Christmas 2016: I received four books from the bestselling/ new fiction Waterstones collection.  All The Light We Cannot See was respectively first on my to-read pile. A New York Times number one bestseller and winner of the Pulitzer Prize for fiction 2015, I was really keen to start reading. Anthony Doerr has essentially crafted a beautiful and emotionally intricate novel based in a time of tragedy against the renowned backdrop of World War Two.  An extremely unconventional war novel painted through a whole palette of colours with a classic boy meets girl twist, Doerr’s interlinking of the characters French Marie-Laure and German orphan Werner effortlessly blurs the boundaries between an occupying army and the oppressed citizens. With a narrator that doesn’t take sides in this novel and only subtly on the topic of war, not only is it a moving fictional novel, it casts those fighting for the German army in a new light.

The novel follows two storylines that inevitably intertwine.
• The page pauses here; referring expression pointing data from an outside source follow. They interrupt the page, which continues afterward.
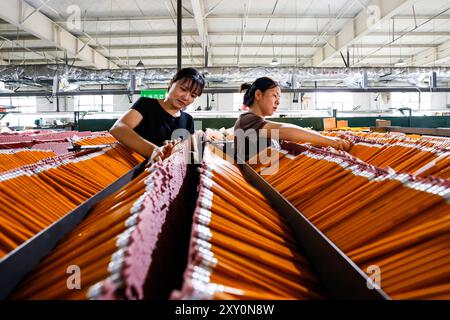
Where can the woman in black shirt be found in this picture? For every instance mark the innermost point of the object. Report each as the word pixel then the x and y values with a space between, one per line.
pixel 150 122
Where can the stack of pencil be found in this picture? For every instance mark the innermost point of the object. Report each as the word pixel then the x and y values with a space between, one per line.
pixel 10 159
pixel 98 138
pixel 113 246
pixel 34 196
pixel 377 217
pixel 423 156
pixel 240 247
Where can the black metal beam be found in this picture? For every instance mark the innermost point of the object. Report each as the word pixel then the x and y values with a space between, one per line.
pixel 339 275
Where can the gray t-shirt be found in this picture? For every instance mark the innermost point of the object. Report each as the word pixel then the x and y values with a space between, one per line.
pixel 247 141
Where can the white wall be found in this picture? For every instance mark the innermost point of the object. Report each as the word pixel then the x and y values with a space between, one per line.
pixel 44 105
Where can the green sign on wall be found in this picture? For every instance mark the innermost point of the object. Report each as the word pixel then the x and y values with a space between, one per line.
pixel 155 94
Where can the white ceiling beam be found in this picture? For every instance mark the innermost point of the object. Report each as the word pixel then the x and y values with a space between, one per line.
pixel 368 19
pixel 198 7
pixel 238 17
pixel 14 11
pixel 433 56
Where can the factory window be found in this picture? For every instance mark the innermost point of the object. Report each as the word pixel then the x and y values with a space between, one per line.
pixel 411 100
pixel 342 101
pixel 237 101
pixel 94 103
pixel 21 104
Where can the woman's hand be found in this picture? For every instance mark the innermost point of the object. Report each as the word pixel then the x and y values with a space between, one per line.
pixel 156 155
pixel 340 144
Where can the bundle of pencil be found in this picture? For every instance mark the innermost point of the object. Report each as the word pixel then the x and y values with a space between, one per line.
pixel 95 139
pixel 34 196
pixel 10 159
pixel 240 247
pixel 113 245
pixel 377 217
pixel 427 156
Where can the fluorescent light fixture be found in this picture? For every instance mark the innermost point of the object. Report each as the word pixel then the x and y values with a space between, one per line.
pixel 275 61
pixel 401 63
pixel 140 65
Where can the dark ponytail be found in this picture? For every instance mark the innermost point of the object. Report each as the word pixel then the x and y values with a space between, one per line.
pixel 193 79
pixel 262 84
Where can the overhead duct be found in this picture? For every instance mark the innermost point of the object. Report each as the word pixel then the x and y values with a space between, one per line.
pixel 40 75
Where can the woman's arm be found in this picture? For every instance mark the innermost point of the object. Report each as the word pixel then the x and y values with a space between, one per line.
pixel 297 134
pixel 123 131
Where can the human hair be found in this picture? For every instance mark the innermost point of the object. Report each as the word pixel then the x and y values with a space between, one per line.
pixel 193 79
pixel 262 84
pixel 244 86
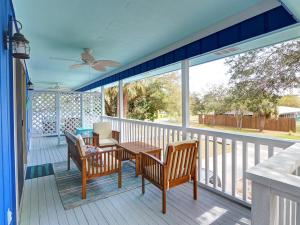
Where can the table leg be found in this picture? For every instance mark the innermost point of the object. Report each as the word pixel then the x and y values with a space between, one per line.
pixel 137 165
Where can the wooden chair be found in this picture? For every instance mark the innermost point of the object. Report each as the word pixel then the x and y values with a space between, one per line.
pixel 93 164
pixel 179 167
pixel 104 136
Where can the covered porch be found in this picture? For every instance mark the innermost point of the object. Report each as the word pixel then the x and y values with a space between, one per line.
pixel 42 205
pixel 241 178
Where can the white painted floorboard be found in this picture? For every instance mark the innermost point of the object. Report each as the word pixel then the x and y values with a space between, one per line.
pixel 41 203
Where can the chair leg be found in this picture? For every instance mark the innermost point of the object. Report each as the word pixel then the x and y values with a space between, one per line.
pixel 195 187
pixel 164 201
pixel 83 187
pixel 143 184
pixel 68 161
pixel 120 178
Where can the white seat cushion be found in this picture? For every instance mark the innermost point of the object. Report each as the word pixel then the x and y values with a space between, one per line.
pixel 103 129
pixel 82 145
pixel 107 142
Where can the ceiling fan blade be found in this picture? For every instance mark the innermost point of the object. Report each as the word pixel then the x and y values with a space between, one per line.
pixel 108 63
pixel 87 56
pixel 48 82
pixel 75 66
pixel 98 67
pixel 64 59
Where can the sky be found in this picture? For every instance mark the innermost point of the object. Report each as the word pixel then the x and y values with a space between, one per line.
pixel 206 75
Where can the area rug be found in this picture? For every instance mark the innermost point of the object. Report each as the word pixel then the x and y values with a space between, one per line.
pixel 39 171
pixel 69 184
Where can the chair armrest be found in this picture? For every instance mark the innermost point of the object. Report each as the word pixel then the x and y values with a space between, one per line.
pixel 116 135
pixel 153 169
pixel 95 139
pixel 88 140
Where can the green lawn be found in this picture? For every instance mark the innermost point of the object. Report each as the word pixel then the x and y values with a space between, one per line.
pixel 268 133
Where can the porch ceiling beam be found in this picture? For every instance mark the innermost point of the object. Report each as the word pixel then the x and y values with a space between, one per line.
pixel 250 28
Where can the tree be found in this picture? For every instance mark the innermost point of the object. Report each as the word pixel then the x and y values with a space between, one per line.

Young and blind Marie-Laurie’s world turning upside down as she escapes her beautifully painted Parisian life, while Werner, an enigmatic orphan, strikes success, winning his place in the highest esteemed German school. What really grasped me while reading this novel was the capability of Doerr to explore the war and its implications from so many angles. Maurie Laurie is an outstanding character that utilises her impairment to actually become so much more insightful than those around her. With a love of fiction and thirst to explore the beaches and landscape, Maurie is a beautiful symbol of the innocence caught up in the second world war. From a life destined to work in dreary mines, Werner represents the opportunities that war brought to boys like him. While he excels with his vast knowledge Doerr still instilled into him an understanding of war being inherently wrong. Rather than dehumanising German boys like Werner, this novel explores how they still had true emotion and perhaps too got caught up in the bigger picture.

This novel is a fantastic read. Structurally the chapters and time frames flow effortlessly to give real perspective into the characters’ lives from 1944 all the way into the 70’s and then finally 2014.  All The Light We Cannot See is a magnificent timepiece, a true page turner that emotionally can resonate with the reader.  I’d never read a book written by Anthony Doerr, but after All The Light We Cannot See it’s evident I’ve been missing out. I highly recommend this novel to anyone who loves the vivid imagery and a poetic style of narration. The only negative of this novel was that it ended too quickly. Leaving behind the sense of disillusionment that hangs over you after you’ve finished something brilliant. Overall, a beautiful novel full of colour that is a true page-turner, which still gives a vast array of ideas to think about even once it’s concluded.